Era esse gesto que espantava o mal. A reza tirava o mal do corpo para
os galhos da arruda, e a batida dos dedos sacolejados no espaço
derrubava-o por terra, para debaixo do chão.
— Mamãe
me reza todos os dias — disse o menino, satisfeito com todas as
explicações que conseguia dar.
— E
apesar disso... — a moça não completou, mas ele percebeu o resto.
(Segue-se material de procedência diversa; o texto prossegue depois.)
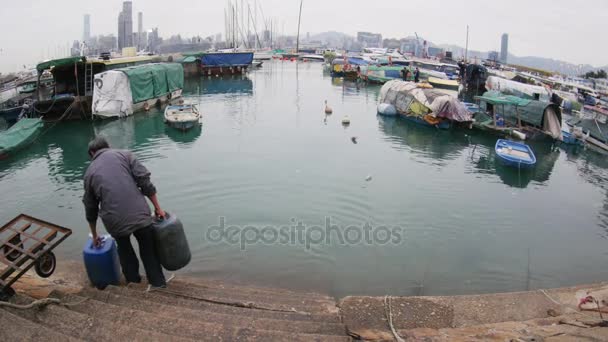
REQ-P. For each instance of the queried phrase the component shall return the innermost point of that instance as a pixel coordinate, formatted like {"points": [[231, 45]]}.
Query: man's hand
{"points": [[160, 213], [97, 241], [96, 238]]}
E apesar disso você continua assim. Ela disse outra coisa
rapidamente, para consertar: — Será que você não acredita nisso,
não tem fé nisso?
Como
se não tivesse ouvido esse pedaço da conversa, ele voltou a imitar
a mãe:
— “Que
esse menino fique bom, de hoje para amanhã” — riu. — “Acho
que amanhã é o Dia de São Nunca.”
— O
que é “é de metetéia, é de manenanha”? — a moça era quem
mais falava. Os dois rapazes, na maior parte do tempo, só se
preocupavam em tirar retrato.
— Não
sei. Acho que ninguém sabe. Palavra de reza a gente não precisa
saber o que é. Basta ter fé.
— Então
tenha fé — disse a moça, rindo.
Ele
gostou deste sorriso. Os dentes da moça eram alvos, muito bonitos.
Os
dois rapazes falavam entre eles, baixinho. Devia ser qualquer coisa
sobre as horas. O rapaz muito branco da cor do leite tirou o santo do
nicho. Olhou para os outros companheiros, olhou para o menino. Depois
foi levantando o santo com as duas mãos, devagarinho. Levantou-o até
onde seus braços podiam ir, acima da cabeça. O amarelo de olho
rasgado bateu palmas. Disse:
— Salve
o campeão do mundo. A Copa é nossa.
O
menino ficou olhando para o santo lá em cima, nas mãos do rapaz.
Disse:
— Reze,
meu filho, reze. Paizinho Santo Antônio vai te ajudar. Mamãe me diz
isso todo dia quando sai de casa. E eu rezo todo dia. Meu paizinho
Santo Antônio vai me ajudar.
— Claro
que vai — disse o branco, abaixando o santo. E, para os dois
companheiros: — Estranhíssimo, não é?
O
menino ficou orgulhoso com esta observação. Era um elogio ao santo,
ele pelo menos achou que era isso.
— Tudo
tão primitivo — repetiu a moça, balançando a cabeça e mordendo
os beiços. Parecia em desacordo com alguma coisa, que o menino não
chegou a adivinhar o que era.
O
amarelo de olho rasgado riu de uma maneira abestalhada, era uma
risada de maluco, um rá-rá-rá seco, de quem ria sem achar graça.
— O
que é que você está olhando lá em cima? — A moça emendou a
pergunta com outra: — Você se importa que se pegue no santo?
—
Estava conversando com minha irmãzinha.
Estava dizendo pra ela: “Eles gostam do santo, maninha. Eles também
gostam de santo.”
—
Irmãzinha?
— Sim.
Minha irmãzinha lagartixa.
Foi
aí que a moça fez aquela cara horrível, o assombro de gente
esquisita, que tem medo de tudo. E disse:
—
Lagartixa? Ui!
Agora
o menino só lamentava o pouco tempo que eles ficaram. Foi um tempão,
é verdade, mas com tanta coisa para conversar as horas voaram e eles
se foram. Tinham que ir para bem longe. Uma pena. Queria explicar
melhor o que pensava das lagartixas e contar direito todas as
conversas que tinha com elas. Ainda bem que eles prometeram voltar um
dia.
— Será
que eles voltam mesmo, mamãe? Reze pra eles voltarem.
— Sim,
meu filho. Vou rezar. Eles têm que voltar.